In this step, by the sample set that divides by means of characters, dividing by means of characters can be carried out to the character that can not form participle in participle text Match, reverts back the information of normal expression.

Specifically, it can be matched to the character that can not form participle that line direction is adjacent in text is segmented.

For example, participle text is " six directions adopts San month shellfish and million $ ", dividing by means of characters sample set record " adopting San " corresponds to " coloured silk ", " shellfish is simultaneous " corresponds to " earning ".It is known that " adopting ", " San ", " moon ", " shellfish ", " simultaneous " " $ " be to segment not being determined as in text The character of molecule then matches above-mentioned adjacent " adopting ", " San ", " moon ", " shellfish " ", and " based on dividing by means of characters sample set, obtains Matching after molecule text are as follows: " the lottery ticket moon earns million ".

Similarly, it can also be matched to the character that can not form participle that column direction is adjacent in text is segmented；

For example, participle text are as follows: " add cell-phone number xx, it can be low from arbitrage

The heart "；

It can then be matched based on dividing by means of characters sample set, " certainly " adjacent to column direction, " heart ", be divided after the matching determined Ziwen sheet are as follows: " add cell-phone number xx, can low interest arbitrage ".

Step S108 will segment text input preset language model after at least one set matching, obtain at least one set matching The confidence level of text is segmented afterwards；

For step 108:

It should be understood that participle text not necessarily correctly goes back original text after the matching determined based on dividing by means of characters sample set This, it is therefore desirable to the confidence level that text is segmented after matching is assessed using preset language model evaluation.Text is segmented after matching The size of this confidence level is able to reflect the reduction accuracy rate of participle text after the matching.

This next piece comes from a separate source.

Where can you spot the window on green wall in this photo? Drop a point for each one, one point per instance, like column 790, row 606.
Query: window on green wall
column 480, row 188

It should be understood that preset language model be according to actual application scenarios flexible setting, the embodiment of the present application to this not Make specific limit.

As exemplary introduction, it is assumed that the scheme of the embodiment of the present application is for restoring the rubbish expressed in a manner of dividing by means of characters in network Rubbish information.Preset language model can be obtained by the training of junk information sample set.Text is segmented after by least one set matching After inputting preset language model, evaluation criteria of the preset language model based on junk information is literary to segmenting after at least one set matching This confidence level is given a mark.Wherein, the confidence level score value that text is segmented after matching is higher, then more may be junk information, right The reduction accuracy rate answered is also higher.

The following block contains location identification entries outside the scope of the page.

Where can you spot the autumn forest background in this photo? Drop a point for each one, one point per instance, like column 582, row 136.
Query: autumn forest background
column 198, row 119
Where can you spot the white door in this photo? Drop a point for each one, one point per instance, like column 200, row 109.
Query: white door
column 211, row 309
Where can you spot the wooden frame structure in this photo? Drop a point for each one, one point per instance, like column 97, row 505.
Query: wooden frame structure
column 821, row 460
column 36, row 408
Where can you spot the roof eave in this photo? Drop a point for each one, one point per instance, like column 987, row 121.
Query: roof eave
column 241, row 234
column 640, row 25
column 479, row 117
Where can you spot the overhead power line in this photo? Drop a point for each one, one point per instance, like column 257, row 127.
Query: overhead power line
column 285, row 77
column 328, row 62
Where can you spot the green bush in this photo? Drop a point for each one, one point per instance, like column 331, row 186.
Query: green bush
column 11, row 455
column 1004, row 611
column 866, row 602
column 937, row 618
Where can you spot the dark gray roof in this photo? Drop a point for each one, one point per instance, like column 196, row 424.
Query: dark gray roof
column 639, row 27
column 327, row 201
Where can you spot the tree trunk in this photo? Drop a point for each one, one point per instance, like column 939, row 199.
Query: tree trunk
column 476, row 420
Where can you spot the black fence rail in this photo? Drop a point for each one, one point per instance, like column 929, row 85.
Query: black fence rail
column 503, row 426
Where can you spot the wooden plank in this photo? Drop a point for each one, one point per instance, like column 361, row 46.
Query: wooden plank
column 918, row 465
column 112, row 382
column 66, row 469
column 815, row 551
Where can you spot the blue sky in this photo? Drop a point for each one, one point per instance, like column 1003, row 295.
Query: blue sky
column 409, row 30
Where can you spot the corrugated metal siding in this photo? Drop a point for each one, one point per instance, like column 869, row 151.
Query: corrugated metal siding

Alternatively, the preset language model of the embodiment of the present application is using the expression way of correct sentence as evaluation criteria, to extremely The confidence level that text is segmented after few one group of matching is given a mark.For example, the correct sentence structure of " subject and predicate, guest " is based on, at least The confidence level for segmenting text after one group of matching is given a mark.Wherein, the confidence level score value that text is segmented after matching is higher, then corresponds to Reduction accuracy rate it is also higher.

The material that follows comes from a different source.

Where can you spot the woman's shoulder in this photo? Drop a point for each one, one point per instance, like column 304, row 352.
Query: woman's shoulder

Since the implementation of preset language model is not unique, no longer citing is repeated herein.

Step S110 is divided after at least one matching based on the confidence level for segmenting text after above-mentioned at least one set of matching Target text is selected in word text goes back original text.

For step S110:

This step can segment after above-mentioned at least one matching and choose one of confidence level highest in text as target Text goes back original text.

In the embodiment of the present application, word segmentation processing is carried out to target text first, determines the character that can not form participle, this The character that participle can not be formed a bit carries out matching reduction as the matched object that divides by means of characters, and segments text after obtaining at least one matching This.Later, the assessment by preset language model to text progress confidence level is segmented after at least one matching, and based on confidence level Participle text is preferentially filtered out after optimal matching as target text and goes back original text.The scheme of the embodiment of the present application can have The variation text of dividing by means of characters expression is reduced into normal text by effect, and the network platform can be improved to the recognition capability of junk information.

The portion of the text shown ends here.